È un lenitivo alla febbrile attesa della pronuncia della CGUE sulla vexata questio della definizione di “paese sicuro” la lettura e studio delle conclusioni dell’avvocato generale (Jean Richard de La Tour), presentate il 10 aprile 2025.
Dal corposo ed analitico documento, emerge la proposta alla CGUE di rispondere alle questioni pregiudiziali sollevate dal Tribunale ordinario di Roma: affermando che gli articoli 36 e 37 della direttiva 2013/32/UE (in tema di riconoscimento e revoca dello status di protezione internazionale) devono essere interpretati nel senso che essi “non ostano” a una prassi in forza della quale uno Stato membro proceda alla designazione di un paese terzo come paese di origine sicuro mediante atto legislativo, a condizione che tale prassi garantisca il primato del diritto dell’Unione e assicuri la piena efficacia di detta direttiva.

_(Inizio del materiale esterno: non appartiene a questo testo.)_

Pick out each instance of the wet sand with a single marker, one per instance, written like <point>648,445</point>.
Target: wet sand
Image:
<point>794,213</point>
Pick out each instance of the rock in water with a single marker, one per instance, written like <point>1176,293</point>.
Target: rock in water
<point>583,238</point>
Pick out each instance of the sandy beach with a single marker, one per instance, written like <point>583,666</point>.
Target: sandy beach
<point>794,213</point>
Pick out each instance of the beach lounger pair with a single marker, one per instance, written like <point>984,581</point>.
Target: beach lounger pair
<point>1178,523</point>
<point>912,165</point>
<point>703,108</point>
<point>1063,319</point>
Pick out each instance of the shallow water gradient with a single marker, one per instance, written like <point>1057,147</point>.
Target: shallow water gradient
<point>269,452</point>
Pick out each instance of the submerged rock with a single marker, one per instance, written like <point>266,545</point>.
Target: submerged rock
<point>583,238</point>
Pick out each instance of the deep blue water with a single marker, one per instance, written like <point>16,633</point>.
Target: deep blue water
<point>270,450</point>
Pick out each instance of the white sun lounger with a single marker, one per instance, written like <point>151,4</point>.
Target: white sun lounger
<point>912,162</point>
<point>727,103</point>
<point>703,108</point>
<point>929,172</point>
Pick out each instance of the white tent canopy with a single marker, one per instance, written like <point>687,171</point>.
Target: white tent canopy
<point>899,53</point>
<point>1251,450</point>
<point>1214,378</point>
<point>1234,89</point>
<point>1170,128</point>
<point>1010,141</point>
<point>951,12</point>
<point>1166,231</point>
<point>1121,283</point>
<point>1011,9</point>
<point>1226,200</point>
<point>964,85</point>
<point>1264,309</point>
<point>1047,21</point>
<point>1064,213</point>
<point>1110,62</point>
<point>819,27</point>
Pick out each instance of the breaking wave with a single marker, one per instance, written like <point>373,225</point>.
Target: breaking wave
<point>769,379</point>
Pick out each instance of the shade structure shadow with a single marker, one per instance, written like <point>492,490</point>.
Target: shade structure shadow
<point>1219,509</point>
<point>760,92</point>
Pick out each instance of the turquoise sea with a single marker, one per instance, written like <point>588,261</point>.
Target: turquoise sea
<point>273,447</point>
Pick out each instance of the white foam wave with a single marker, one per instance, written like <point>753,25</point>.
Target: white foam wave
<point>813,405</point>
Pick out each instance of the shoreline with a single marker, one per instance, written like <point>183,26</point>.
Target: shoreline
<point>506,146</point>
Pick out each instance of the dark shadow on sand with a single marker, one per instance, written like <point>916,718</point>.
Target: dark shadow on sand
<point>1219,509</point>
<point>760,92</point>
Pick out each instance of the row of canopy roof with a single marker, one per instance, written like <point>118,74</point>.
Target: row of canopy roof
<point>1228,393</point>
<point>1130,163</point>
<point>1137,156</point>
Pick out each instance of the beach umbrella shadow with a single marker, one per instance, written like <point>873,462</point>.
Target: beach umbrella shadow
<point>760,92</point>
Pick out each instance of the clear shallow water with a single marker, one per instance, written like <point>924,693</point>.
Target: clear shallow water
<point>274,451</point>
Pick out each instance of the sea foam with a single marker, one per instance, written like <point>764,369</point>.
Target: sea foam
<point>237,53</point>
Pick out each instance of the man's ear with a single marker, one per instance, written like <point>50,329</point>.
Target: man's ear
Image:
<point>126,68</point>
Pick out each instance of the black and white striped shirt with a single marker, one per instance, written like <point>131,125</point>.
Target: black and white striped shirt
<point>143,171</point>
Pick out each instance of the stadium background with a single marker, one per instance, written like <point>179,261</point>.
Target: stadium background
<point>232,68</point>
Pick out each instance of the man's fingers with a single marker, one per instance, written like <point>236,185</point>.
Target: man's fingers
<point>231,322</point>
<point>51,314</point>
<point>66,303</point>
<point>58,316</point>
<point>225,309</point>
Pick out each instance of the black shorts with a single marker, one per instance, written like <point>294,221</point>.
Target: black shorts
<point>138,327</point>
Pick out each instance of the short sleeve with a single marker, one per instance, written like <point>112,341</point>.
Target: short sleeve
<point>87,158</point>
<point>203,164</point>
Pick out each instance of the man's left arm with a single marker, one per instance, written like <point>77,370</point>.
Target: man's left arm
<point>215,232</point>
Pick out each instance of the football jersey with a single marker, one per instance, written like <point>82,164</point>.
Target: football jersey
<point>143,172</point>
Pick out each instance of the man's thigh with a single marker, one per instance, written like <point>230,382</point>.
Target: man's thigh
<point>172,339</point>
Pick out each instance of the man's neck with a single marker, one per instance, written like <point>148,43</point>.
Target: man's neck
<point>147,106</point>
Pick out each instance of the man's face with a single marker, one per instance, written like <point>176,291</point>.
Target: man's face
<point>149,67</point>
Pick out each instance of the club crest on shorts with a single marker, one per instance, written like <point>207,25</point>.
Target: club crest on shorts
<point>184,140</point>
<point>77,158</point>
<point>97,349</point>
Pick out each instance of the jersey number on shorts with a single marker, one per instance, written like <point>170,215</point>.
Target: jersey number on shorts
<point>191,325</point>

Altresì che gli articoli 36 e 37 e l’articolo 46, paragrafo 3, della direttiva 2013/32, letti alla luce dell’articolo 47 della Carta dei diritti fondamentali dell’Unione europea, devono essere interpretati nel senso che essi “non ostano” a una prassi in forza della quale uno Stato membro procede alla designazione di un paese terzo come paese di origine sicuro mediante atto legislativo, a condizione che il giudice nazionale investito del ricorso avverso una decisione di rigetto di una domanda di protezione internazionale proposta da un richiedente proveniente da un siffatto paese disponga delle fonti di informazione sulla cui base il legislatore nazionale ha inferito la sicurezza del paese interessato. In caso di mancata divulgazione di dette fonti di informazione, l’autorità giudiziaria competente può controllare la legittimità di una siffatta designazione alla luce delle condizioni enunciate nell’allegato I della direttiva, sulla base delle fonti di informazione che essa stessa ha raccolto tra quelle menzionate all’articolo 37, paragrafo 3, della direttiva medesima.
L’articolo 36 e l’articolo 37, paragrafo 1, nonché l’allegato I della direttiva 2013/32, devono, infine, essere interpretati nel senso che essi “non ostano” a che uno Stato membro designi un paese terzo come paese di origine sicuro ai fini dell’esame delle domande di protezione internazionale, identificando nel contempo categorie limitate di persone come potenzialmente esposte a un rischio di persecuzioni o violazioni gravi in detto paese a condizione, da un lato, che la situazione giuridica e politica del suddetto paese caratterizzi un regime democratico nell’ambito del quale la popolazione gode, in generale, di una protezione duratura contro tale rischio e, dall’altro, che detto Stato membro proceda correlativamente a escludere espressamente tali categorie di persone dall’applicazione del concetto di paese di origine sicuro e della presunzione di sicurezza ad esso collegata.